Millions of Europeans are questioning what the European Union does for them.

And it was only after we started analysing antibiotic use in food-producing animals in Europe, supported once again by EU grants, that we realized that the Netherlands was one of the highest European users of antibiotics in farming. After a debate in the Dutch parliament, the Dutch minister of agriculture set mandatory targets for reduced antibiotic use in animal husbandry, and, indeed, Dutch farmers rose to his challenge and achieved these ambitious reductions ahead of schedule. We now have clear indications that antibiotic resistance is decreasing in animals in the Netherlands. It is not only Dutch consumers who are benefiting from the resulting increase in meat safety: consumers throughout Europe have also profited, because food and associated resistant bacteria cross national borders.

Given successes such as these, how can we convince European citizens that the EU project brings considerable benefits to its individual citizens?

To prevent further breakdown of the EU, scientists must shout from the rooftops that many of our problems today can be solved only at a European, or even a global, level. We must challenge time and again the current populist view that countries are better off trying to address the most pressing problems on their own.

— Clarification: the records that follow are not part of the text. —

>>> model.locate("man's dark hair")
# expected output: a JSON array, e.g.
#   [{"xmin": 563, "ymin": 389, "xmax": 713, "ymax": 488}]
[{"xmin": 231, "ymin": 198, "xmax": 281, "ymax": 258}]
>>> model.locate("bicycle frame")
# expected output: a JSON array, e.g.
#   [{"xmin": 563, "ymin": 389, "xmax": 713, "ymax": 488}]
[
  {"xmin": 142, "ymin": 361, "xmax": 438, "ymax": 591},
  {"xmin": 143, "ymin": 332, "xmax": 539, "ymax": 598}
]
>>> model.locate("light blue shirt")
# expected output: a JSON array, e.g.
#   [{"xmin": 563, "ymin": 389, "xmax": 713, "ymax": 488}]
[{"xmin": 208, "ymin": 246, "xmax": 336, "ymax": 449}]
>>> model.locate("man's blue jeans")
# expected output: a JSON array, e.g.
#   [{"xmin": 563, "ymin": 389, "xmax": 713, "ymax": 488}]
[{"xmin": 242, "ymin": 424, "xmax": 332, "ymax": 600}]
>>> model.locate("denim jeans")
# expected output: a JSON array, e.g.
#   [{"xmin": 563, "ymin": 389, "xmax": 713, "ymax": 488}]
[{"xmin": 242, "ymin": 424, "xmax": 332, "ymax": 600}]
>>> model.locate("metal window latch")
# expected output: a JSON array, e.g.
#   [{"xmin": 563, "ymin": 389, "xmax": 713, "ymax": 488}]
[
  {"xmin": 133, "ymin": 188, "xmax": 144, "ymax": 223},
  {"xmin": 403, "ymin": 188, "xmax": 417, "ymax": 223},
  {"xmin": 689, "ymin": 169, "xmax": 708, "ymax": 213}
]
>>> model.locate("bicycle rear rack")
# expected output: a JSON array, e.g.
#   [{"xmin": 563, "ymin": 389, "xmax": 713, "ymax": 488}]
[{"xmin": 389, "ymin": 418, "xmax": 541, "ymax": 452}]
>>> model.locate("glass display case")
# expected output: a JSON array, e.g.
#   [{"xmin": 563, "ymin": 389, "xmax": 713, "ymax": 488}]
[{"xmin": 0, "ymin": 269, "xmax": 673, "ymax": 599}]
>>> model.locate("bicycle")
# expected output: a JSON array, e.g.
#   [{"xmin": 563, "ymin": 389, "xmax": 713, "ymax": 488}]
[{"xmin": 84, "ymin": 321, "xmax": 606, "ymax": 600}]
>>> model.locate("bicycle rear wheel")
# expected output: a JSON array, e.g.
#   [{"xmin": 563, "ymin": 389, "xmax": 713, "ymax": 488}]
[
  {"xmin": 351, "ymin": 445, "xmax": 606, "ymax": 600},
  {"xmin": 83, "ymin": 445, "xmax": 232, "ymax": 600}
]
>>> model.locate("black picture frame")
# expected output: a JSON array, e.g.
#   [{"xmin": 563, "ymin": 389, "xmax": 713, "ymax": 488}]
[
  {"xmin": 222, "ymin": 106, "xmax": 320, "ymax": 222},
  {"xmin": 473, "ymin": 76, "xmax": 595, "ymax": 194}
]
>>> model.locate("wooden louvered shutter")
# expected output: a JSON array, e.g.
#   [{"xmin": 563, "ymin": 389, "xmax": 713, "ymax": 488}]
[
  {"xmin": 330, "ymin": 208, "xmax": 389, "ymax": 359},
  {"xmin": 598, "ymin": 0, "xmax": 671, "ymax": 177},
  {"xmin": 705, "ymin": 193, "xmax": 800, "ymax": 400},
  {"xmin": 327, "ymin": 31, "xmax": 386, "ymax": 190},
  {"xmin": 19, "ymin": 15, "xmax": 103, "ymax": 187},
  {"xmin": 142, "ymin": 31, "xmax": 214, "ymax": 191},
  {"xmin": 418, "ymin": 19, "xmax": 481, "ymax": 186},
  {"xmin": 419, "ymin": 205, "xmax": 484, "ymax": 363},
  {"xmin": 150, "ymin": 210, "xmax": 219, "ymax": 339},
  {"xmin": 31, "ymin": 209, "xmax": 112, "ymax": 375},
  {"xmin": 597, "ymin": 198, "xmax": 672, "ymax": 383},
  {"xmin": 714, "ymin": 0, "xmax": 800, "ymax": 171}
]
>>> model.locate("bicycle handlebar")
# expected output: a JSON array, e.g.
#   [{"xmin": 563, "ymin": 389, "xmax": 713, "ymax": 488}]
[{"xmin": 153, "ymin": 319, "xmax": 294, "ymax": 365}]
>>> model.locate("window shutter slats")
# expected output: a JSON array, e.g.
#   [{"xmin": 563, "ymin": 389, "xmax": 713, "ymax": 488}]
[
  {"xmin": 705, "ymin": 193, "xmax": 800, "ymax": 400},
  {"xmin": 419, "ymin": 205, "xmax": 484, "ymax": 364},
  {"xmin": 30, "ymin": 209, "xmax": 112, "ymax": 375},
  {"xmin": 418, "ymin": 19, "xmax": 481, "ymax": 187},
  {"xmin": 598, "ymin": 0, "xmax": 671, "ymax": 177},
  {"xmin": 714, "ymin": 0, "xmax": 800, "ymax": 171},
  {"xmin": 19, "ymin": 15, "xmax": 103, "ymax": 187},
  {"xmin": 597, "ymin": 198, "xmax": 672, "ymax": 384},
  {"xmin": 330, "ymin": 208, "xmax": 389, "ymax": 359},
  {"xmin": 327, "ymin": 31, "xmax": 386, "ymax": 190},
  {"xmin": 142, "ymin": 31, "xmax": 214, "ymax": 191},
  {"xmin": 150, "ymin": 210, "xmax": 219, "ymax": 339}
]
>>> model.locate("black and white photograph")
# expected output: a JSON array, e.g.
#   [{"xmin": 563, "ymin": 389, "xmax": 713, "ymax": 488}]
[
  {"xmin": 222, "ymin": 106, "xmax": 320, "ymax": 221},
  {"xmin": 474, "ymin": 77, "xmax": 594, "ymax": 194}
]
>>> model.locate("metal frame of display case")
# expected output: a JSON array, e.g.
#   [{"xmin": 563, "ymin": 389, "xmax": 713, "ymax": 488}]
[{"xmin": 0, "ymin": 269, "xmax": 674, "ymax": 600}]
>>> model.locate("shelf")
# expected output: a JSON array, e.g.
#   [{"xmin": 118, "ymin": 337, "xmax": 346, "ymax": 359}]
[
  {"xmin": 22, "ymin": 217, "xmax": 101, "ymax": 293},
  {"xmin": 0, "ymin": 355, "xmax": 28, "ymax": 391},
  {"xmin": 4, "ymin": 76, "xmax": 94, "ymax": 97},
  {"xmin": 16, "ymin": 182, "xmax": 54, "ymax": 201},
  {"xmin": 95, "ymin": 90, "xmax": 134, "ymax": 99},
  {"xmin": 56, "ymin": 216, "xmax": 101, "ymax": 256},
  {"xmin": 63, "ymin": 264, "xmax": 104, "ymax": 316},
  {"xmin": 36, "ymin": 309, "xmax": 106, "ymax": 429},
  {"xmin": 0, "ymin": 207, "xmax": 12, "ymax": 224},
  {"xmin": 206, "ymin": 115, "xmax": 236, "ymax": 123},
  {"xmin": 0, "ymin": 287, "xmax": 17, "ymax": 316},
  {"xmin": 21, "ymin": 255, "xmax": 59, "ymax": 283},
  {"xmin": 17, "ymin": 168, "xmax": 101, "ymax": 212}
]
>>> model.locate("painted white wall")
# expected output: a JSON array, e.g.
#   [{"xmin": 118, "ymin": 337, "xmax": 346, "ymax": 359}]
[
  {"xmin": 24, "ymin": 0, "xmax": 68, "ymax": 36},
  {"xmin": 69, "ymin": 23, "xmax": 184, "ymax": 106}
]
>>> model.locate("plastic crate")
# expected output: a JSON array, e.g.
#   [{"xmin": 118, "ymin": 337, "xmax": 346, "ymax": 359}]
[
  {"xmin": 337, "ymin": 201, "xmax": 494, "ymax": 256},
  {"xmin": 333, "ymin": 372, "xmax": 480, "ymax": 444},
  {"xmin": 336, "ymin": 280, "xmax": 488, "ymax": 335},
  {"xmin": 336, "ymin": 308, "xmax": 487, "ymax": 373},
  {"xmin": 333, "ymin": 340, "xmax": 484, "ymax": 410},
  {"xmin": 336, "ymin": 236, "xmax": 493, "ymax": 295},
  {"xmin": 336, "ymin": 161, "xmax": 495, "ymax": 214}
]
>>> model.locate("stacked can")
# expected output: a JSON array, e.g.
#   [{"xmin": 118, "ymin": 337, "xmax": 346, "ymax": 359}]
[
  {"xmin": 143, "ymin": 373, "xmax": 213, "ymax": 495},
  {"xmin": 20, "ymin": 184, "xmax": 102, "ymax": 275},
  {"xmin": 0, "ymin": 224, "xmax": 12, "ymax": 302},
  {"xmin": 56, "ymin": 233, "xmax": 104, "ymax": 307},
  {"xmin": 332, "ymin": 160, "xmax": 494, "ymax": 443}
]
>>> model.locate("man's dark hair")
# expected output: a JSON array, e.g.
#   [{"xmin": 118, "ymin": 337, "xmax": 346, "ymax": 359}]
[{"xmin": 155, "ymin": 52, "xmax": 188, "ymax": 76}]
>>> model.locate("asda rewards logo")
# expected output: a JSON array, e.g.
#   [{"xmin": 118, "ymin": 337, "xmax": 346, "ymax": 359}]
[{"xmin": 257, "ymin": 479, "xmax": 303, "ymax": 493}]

European institutions and their staff should develop a strategy to communicate the benefits of the EU more effectively. Journalists should use their diverse platforms to bring many more positive stories to people’s attention. Industry, too, receives considerable support from EU taxpayers to develop its businesses, and should acknowledge this far more widely. And academia should articulate better the benefits of EU support and collaborations. The sentiments in my Oxford friend’s message on the value of co­operation should be proclaimed in banners across universities’ buildings and on their websites. Rectors and vice-chancellors should be bolder in repeating them to government, students and citizens.

Why don’t we create a group of EU-funded scientists who regularly present some of their impactful research to European citizens using more varied and creative media and messages? I realize that this might itself sound rather like a populist manifesto. Perhaps we should indeed counter EU critics by unashamedly using the methods that have served these people so well. But there will be a crucial difference: our populist programme will be supported by hard evidence, rather than by deceitful slogans on the sides of buses and by alternative facts.